TT: That is from the Gay Men's Health Crisis Center in New York.
WS: But it's part of the literature available here. It's coming from you.
TT: Do you ever get on the Internet and see what's on the Internet?
WS: Well, I know it's on the Internet. But what's on the Internet is on the Internet and what's in my hand this brochure -- comes from you.
TT: Well, our kids have to deal with real world so we give them information about the real world and if they don't get it from us they are going to get it from other places and we want them to talk about it.
WS: Speaking of the real world, and giving complete information, and inclusiveness. Let me ask you this: if a formerly gay man wanted to come and speak to your group and talk about how he was gay as a young man and through whatever experiences he had therapy, religious experience, religious counseling, whatever -- came out of the homosexual lifestyle, and he was not judgmental or speaking for anyone else but himself, if was just sharing his own personal experience with homosexuality would you let him speak to your group?
TT: Probably we would have him with someone else, with a local therapist, who had a very different view.
WS: In the entire history of your organization, have you ever had someone with that kind of perspective come to your group?
TT: No.
WS: To shift gears a bit. You said you had about 30 to 40 kinds involved in your group now. Over the course of a year, how many kids do you work with?
TT: Probably about 250-300. We do a lot of public speaking to churches, universities.
WS: In the Charlotte area you have spoken to UNCC recently. Where have you spoken recently?
TT: UNCC, Winthrop University, Johnson C. Smith University. The Park Road YMCA
WS: What about Charlotte-Mecklenburg schools?
TT: We have been to several private schools. Charlotte Latin. Country Day. With public schools it's mostly been a part of training or monthly meetings outside of the school with social workers and school counselors.
WS: So you meet with the school counselors and the public school to make them aware of your organization?
TT: Yeah, to let them know we are here as a referral resource. We have one middle school principal on our board, Joann Pughsley of McClintock Middle School.
WS: To change gears again, because we're about out of time, I'd like to ask if there is anything at all you'd like to say.
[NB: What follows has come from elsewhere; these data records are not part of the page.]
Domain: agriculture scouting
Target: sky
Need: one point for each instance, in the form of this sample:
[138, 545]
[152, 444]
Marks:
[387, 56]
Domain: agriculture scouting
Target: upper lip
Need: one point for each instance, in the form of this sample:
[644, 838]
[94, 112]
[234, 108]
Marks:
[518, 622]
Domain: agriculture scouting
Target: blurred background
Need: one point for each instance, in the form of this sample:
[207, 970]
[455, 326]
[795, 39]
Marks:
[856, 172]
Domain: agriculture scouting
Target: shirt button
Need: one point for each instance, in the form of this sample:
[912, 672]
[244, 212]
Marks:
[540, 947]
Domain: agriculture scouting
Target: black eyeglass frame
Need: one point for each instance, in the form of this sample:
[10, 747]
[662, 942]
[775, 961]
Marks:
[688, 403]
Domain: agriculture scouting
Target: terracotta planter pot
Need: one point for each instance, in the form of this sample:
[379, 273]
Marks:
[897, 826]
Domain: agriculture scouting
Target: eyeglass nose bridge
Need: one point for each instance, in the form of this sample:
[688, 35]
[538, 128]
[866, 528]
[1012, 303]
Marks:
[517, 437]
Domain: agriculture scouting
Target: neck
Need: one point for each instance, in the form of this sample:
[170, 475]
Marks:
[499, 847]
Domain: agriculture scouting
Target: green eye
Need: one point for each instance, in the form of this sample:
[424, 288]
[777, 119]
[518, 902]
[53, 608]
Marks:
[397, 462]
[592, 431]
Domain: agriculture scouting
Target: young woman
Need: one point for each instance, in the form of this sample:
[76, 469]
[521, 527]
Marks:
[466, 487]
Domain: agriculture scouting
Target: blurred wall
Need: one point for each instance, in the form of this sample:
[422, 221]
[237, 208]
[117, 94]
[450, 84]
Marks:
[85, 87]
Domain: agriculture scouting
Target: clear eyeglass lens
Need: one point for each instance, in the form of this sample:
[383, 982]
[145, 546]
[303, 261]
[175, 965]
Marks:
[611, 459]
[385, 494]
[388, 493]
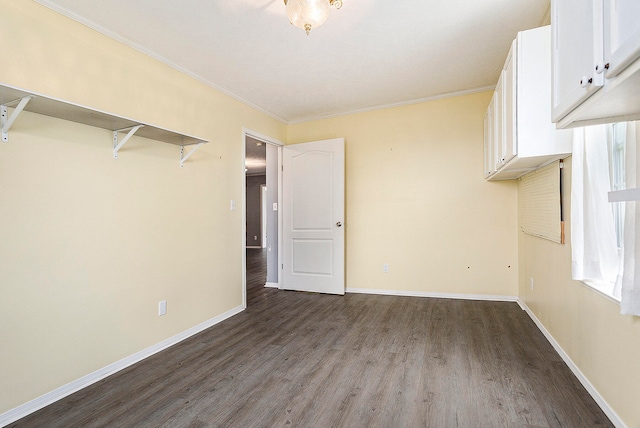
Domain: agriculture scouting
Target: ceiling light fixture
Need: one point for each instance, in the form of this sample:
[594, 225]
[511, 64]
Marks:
[308, 14]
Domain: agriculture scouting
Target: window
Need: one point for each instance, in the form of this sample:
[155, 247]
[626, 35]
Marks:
[596, 224]
[605, 237]
[616, 136]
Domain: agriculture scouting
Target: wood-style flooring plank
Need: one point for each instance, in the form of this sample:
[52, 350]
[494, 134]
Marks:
[296, 359]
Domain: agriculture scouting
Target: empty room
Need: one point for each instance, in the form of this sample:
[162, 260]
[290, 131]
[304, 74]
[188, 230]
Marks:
[319, 213]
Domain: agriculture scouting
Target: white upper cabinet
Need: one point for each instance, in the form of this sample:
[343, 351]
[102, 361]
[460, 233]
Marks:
[596, 66]
[520, 136]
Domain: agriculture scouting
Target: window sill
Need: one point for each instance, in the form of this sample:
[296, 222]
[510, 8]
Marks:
[603, 288]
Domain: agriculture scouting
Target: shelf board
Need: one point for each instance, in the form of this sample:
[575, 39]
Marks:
[47, 106]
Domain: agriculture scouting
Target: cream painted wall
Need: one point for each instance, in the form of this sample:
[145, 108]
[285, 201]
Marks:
[89, 245]
[603, 344]
[417, 200]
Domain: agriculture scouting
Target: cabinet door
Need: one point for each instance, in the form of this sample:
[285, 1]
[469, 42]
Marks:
[498, 130]
[577, 49]
[621, 34]
[510, 140]
[488, 141]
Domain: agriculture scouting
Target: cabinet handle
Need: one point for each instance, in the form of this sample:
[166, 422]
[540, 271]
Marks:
[586, 81]
[601, 67]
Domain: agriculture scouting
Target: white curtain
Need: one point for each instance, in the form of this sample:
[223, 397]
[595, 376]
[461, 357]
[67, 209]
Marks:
[593, 239]
[630, 287]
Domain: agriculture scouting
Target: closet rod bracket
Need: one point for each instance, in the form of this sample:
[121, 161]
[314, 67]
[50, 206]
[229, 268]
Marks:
[118, 145]
[184, 157]
[7, 120]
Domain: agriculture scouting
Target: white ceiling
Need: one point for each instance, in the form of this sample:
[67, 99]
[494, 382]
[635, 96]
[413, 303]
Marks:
[369, 54]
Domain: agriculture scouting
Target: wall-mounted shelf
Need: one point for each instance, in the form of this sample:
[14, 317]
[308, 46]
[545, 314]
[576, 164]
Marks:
[21, 100]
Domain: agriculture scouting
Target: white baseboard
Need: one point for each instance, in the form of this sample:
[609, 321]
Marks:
[615, 419]
[488, 297]
[68, 389]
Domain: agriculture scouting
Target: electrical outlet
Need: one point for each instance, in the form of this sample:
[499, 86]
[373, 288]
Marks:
[162, 308]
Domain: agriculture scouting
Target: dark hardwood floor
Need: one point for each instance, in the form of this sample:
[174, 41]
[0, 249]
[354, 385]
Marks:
[306, 360]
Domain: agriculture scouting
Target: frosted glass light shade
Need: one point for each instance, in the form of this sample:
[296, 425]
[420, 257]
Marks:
[308, 14]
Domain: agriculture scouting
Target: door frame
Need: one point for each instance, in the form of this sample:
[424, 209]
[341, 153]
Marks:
[246, 132]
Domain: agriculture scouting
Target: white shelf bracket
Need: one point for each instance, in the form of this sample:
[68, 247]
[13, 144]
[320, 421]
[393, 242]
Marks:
[7, 120]
[183, 158]
[117, 146]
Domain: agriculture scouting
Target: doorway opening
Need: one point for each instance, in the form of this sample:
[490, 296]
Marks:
[262, 195]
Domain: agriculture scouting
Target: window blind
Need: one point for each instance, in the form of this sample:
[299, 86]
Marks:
[540, 203]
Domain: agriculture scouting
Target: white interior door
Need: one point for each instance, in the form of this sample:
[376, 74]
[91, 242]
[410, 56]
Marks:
[313, 216]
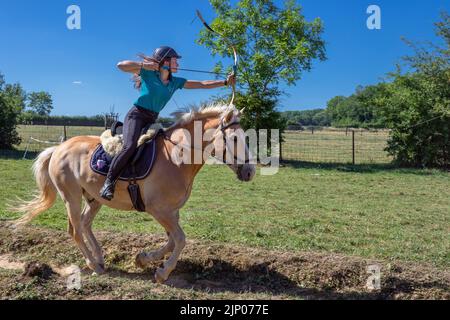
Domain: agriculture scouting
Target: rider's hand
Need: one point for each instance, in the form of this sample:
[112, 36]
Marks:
[231, 80]
[150, 65]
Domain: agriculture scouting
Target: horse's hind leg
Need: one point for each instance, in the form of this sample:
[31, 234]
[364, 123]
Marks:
[143, 258]
[170, 222]
[90, 210]
[71, 195]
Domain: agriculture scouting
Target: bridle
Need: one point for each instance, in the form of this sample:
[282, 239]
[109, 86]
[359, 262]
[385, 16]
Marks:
[222, 129]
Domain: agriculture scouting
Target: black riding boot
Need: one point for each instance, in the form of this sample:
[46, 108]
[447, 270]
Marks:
[107, 191]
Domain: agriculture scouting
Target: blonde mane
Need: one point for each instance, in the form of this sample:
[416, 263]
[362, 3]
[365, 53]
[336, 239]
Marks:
[212, 110]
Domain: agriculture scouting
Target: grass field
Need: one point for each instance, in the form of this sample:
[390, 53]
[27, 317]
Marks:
[371, 212]
[308, 232]
[325, 146]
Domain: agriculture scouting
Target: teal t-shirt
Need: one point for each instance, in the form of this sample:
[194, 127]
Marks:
[154, 94]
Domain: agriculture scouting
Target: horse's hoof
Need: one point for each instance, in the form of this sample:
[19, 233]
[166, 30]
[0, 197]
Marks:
[100, 270]
[139, 262]
[159, 276]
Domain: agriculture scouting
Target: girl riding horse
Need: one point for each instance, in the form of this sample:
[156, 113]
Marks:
[154, 79]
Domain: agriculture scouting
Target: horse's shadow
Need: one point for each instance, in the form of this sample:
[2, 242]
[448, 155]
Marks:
[221, 276]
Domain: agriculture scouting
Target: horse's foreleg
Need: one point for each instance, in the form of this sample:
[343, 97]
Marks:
[91, 208]
[170, 223]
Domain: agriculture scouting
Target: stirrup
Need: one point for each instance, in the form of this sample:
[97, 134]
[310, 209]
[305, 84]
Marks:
[107, 191]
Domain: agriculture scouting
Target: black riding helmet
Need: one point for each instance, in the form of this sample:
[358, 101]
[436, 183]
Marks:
[164, 52]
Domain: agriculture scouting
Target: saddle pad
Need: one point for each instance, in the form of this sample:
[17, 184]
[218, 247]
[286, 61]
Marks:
[100, 162]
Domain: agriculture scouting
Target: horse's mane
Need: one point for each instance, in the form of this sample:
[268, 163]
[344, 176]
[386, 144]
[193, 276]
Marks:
[184, 117]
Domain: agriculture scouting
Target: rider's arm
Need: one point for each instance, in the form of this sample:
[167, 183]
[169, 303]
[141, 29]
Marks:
[135, 67]
[207, 84]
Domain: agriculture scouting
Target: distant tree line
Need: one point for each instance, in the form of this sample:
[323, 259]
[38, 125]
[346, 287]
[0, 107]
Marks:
[414, 102]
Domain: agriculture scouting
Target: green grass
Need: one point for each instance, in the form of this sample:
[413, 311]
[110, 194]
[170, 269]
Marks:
[368, 211]
[326, 146]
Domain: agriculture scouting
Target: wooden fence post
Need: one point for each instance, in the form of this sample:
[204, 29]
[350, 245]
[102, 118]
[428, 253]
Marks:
[353, 147]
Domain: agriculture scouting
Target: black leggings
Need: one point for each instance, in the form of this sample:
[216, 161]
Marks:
[135, 120]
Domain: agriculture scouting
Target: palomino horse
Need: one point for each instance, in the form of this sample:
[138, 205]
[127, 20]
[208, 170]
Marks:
[65, 169]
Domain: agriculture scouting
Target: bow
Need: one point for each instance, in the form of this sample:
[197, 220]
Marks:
[228, 43]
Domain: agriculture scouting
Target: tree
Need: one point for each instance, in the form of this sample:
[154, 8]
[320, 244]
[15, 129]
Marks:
[417, 105]
[40, 103]
[12, 103]
[274, 45]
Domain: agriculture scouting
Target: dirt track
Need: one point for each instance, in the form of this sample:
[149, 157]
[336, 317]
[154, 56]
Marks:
[205, 271]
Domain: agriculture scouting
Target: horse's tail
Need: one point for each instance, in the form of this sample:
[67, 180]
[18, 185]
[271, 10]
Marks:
[46, 195]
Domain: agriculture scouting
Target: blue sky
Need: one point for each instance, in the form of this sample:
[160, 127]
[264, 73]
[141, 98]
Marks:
[38, 50]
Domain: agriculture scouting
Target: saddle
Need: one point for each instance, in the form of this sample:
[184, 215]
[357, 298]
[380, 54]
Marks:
[140, 165]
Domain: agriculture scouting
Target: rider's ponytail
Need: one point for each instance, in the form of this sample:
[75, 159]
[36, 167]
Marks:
[137, 78]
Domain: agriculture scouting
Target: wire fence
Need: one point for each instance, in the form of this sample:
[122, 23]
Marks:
[316, 145]
[337, 146]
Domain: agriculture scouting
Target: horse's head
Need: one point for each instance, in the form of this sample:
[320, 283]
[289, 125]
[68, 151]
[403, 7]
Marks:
[235, 152]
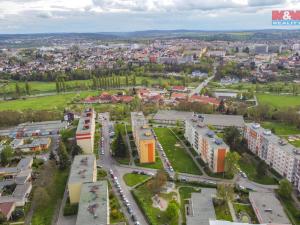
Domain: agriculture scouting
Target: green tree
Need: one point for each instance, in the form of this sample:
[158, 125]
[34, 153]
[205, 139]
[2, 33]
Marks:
[285, 189]
[231, 163]
[6, 155]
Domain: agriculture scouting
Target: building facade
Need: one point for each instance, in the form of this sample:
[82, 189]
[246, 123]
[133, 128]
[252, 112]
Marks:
[143, 137]
[211, 149]
[86, 130]
[283, 157]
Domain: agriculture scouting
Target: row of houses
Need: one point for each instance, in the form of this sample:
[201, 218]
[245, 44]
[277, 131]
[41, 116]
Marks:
[86, 130]
[19, 178]
[283, 157]
[143, 137]
[205, 142]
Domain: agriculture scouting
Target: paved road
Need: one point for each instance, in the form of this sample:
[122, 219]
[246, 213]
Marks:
[109, 163]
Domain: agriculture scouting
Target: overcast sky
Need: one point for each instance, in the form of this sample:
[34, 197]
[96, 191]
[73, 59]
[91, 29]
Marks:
[45, 16]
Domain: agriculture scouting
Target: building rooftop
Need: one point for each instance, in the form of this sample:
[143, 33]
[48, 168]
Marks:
[201, 209]
[201, 128]
[82, 169]
[268, 209]
[85, 122]
[277, 141]
[141, 126]
[94, 204]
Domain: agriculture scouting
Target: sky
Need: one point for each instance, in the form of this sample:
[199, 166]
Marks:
[57, 16]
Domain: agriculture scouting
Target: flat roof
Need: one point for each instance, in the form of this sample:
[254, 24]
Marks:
[140, 124]
[82, 169]
[210, 135]
[202, 207]
[274, 139]
[268, 208]
[93, 204]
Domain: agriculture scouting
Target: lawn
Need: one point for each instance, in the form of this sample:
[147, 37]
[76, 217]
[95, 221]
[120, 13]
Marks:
[222, 211]
[59, 101]
[279, 101]
[44, 215]
[134, 179]
[247, 209]
[248, 164]
[178, 157]
[143, 197]
[185, 194]
[281, 128]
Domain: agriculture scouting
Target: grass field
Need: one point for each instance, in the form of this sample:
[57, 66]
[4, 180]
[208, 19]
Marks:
[281, 128]
[248, 165]
[59, 101]
[178, 157]
[134, 179]
[279, 101]
[44, 215]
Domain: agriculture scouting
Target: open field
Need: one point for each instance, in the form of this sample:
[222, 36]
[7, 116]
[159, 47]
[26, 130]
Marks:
[44, 215]
[59, 101]
[134, 179]
[281, 128]
[279, 101]
[248, 164]
[178, 157]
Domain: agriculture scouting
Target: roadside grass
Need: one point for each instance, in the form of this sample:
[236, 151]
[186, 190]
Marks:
[281, 128]
[291, 210]
[44, 215]
[279, 101]
[248, 164]
[248, 210]
[134, 179]
[222, 211]
[185, 194]
[178, 157]
[154, 216]
[59, 101]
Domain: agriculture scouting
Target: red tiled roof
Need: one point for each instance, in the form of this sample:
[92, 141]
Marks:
[204, 99]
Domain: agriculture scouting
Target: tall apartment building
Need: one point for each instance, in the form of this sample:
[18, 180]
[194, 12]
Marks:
[143, 137]
[211, 149]
[86, 130]
[83, 170]
[283, 157]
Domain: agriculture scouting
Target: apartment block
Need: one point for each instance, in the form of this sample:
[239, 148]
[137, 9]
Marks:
[211, 149]
[94, 204]
[83, 170]
[143, 137]
[86, 130]
[283, 157]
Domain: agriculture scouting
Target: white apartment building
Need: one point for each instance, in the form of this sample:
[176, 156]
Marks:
[283, 157]
[86, 130]
[211, 149]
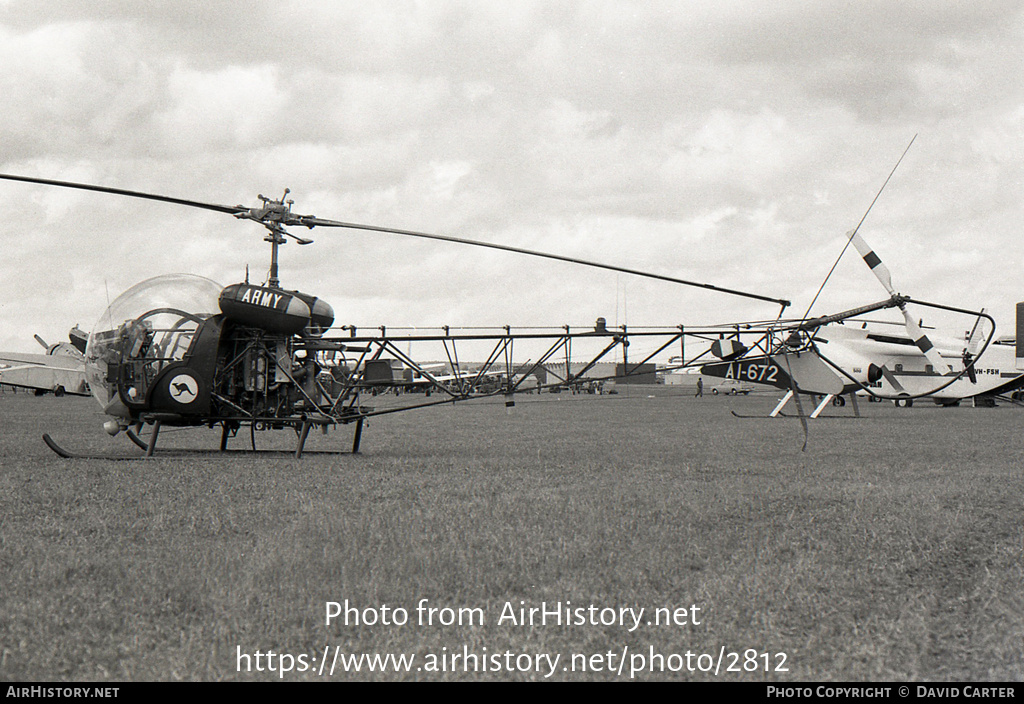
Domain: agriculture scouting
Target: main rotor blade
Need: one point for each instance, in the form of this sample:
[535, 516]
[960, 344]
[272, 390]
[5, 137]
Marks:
[532, 253]
[312, 221]
[873, 262]
[231, 210]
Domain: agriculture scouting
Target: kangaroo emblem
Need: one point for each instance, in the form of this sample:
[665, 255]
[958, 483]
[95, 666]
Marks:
[183, 389]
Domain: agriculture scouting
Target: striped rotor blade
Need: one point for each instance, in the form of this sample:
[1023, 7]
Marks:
[923, 343]
[872, 261]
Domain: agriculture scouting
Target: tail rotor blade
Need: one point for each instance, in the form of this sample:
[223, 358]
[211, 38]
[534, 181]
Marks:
[923, 343]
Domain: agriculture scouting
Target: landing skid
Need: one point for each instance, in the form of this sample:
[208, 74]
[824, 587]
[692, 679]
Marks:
[196, 453]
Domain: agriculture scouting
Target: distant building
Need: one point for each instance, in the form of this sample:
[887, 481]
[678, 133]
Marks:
[638, 374]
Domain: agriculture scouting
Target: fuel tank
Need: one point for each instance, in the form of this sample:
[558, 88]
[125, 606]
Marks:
[321, 313]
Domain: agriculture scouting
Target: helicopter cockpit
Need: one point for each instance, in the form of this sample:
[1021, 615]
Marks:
[145, 330]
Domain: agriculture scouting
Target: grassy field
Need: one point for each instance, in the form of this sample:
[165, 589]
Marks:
[890, 550]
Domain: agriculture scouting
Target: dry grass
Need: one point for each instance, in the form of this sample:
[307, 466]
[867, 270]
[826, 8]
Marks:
[891, 550]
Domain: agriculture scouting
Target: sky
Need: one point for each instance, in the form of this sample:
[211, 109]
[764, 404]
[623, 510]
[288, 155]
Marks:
[733, 143]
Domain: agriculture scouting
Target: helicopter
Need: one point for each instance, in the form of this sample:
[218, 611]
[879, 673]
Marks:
[181, 350]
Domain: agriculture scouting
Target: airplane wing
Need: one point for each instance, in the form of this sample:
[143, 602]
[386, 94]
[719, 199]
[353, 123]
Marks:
[43, 372]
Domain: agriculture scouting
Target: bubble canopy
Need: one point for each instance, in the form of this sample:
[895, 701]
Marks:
[165, 309]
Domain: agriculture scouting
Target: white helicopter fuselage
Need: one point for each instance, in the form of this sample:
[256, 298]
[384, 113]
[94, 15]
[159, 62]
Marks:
[888, 363]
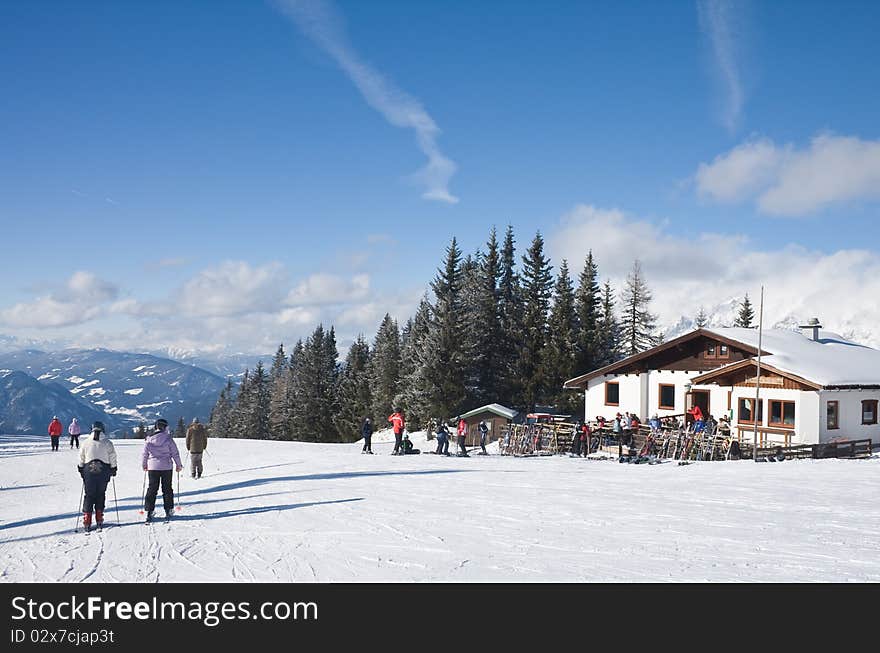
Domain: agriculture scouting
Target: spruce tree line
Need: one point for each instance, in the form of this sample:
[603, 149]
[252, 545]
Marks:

TT: Well, you know, being interviewed by you and seeing the stats you have in your paper, I feel like a mother being very protective of her children. I feel like you are a part of what we and our kids have to deal with everyday and the negativity I feel is undeserved and tremendously destructive.
WS: So you see no possibility that it is not I but homosexuality itself that is destructive, and that these statistics we publish, about incidence of sexually transmitted disease, and HIV death rates, and all the rest, are not related to homosexual behavior?
TT: Not about homosexuality, no.
WS: Since we started out talking about your background, let me ask you one last question: what is your religious faith today?
TT: I am a humanitarian. Spirituality, I believe there is a spirit of good that's here in life and will be, whether we are reincarnated or wherever. Our spirits go on after this life.
WS: So you have rejected your Methodist upbringing.
TT: Yes, because it doesn't welcome homosexual people.